Cyber threat intelligence (CTI) sharing is something we all agree in theory is an excellent idea – until it comes time to actually do it.

Which data structure, transport, and format standards shall we use? What are the standards-within-standards all the sharing participants have to know about? What’s the absolute minimum acceptable quality we can get away with and still make a useful intel package?  What tools will we use for generating CTI packages, and then for receiving at the other end? Is the community’s state of tooling a level playing field? Who’s going to be making all these CTI packages, and will lawyers stop us sharing them anyway? What are we going to do with the theoretical mountain of intel we’ll be receiving? What actually makes for as actionable threat intelligence, even?

This presentation will also provide a brief retrospective on the past efforts in creating and sharing cyber threat intelligence (CTI).
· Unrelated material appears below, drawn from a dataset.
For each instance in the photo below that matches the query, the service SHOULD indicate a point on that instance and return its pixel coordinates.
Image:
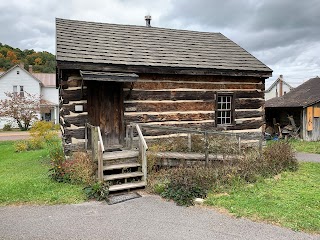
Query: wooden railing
(143, 152)
(95, 145)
How did we used to share in the olden days of the 2000s and before, and how did tooling, standards, and thinking evolve to get to where we are today? We’ll talk about STIX and MISP in particular as modern solutions and how they line up against one another.

Finally, we’ll look at some exciting new ways to improve the lives of CTI analysts to produce better quality and more consistent packages faster. We’ll look in particular at the mainstream rise of machine learning to help us as well as some more conventional tricks to help keep creating, sending, and receiving CTI manageable.